Major Jones straightened up and recited solemnly:

"Sail on, O Ship of State! Sail on, O Union, strong and great! Humanity with all its fears, With all the hopes of future years Is hanging breathless on thy fate!"

"From a poem entitled The Building of the Ship,' " he informed them.

"This will be a tremendous scientific challenge, gentlemen," Madden said. "Perhaps the greatest since the invention of the atomic bomb!"

Colonel Burdovsky nodded slowly, reminded of something.

"You spoke of getting near the ball, Colonel. But you did not say the ball is a time bomb that might explode in our faces."

17

WASHINGTON--CHICAGO--KANSAS CITY

Everywhere they went there were questions.

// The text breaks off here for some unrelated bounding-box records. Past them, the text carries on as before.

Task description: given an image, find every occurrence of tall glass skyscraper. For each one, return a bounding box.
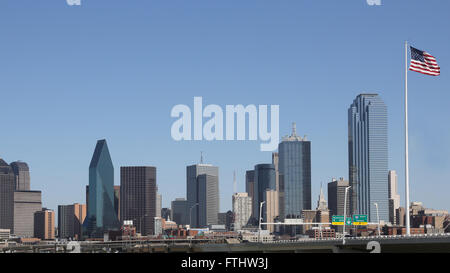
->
[186,164,219,227]
[278,123,311,218]
[10,161,30,191]
[0,158,16,232]
[83,140,120,237]
[252,164,276,222]
[120,166,157,236]
[348,94,389,222]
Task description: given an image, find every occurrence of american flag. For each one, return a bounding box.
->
[409,47,441,76]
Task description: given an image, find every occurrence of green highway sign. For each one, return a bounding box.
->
[331,215,352,226]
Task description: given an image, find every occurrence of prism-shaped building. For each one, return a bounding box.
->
[83,139,120,238]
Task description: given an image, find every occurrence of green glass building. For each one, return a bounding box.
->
[83,139,120,238]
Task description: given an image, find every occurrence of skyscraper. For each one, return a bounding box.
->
[0,158,16,232]
[186,164,219,227]
[171,198,189,225]
[114,186,120,219]
[14,191,42,237]
[34,208,55,240]
[232,192,252,230]
[83,139,120,238]
[348,94,389,222]
[278,123,311,219]
[10,161,30,191]
[252,164,278,222]
[388,170,400,225]
[58,203,87,240]
[156,194,162,217]
[245,170,255,216]
[120,166,157,236]
[328,177,350,216]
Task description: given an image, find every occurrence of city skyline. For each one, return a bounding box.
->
[0,1,450,211]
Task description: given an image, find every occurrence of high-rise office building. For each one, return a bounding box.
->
[34,208,55,240]
[245,170,255,216]
[0,158,16,232]
[263,189,280,233]
[156,194,162,217]
[83,139,120,238]
[58,203,87,240]
[10,161,30,191]
[120,166,157,236]
[328,177,350,216]
[252,164,276,221]
[232,192,252,230]
[14,191,42,238]
[186,164,219,227]
[278,123,311,219]
[388,170,400,225]
[171,198,189,225]
[348,94,389,222]
[114,186,120,219]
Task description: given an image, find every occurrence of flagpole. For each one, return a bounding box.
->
[405,41,411,236]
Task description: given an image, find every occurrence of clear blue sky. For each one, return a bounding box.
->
[0,0,450,211]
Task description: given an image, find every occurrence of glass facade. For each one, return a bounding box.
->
[278,130,311,218]
[0,158,16,232]
[252,164,276,221]
[186,164,219,227]
[348,94,389,222]
[83,140,120,237]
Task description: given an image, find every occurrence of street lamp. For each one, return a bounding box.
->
[258,201,266,241]
[189,203,198,228]
[342,186,352,245]
[373,202,380,236]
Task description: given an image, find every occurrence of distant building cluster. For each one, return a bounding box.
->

The same questions over and over again.

Why hadn't Chase spoken out about the U.S. government's indolence in enforcing environmental legislation?

Was it true that the Russians had abandoned Project Arrow?

What about the Australian big drought situation?

When was Earth Foundation going to move into the political arena?

What were his views on the pyro-assassinations? Who did he think was behind them, and why?

What were conditions really like in the south? As bad as had been reported?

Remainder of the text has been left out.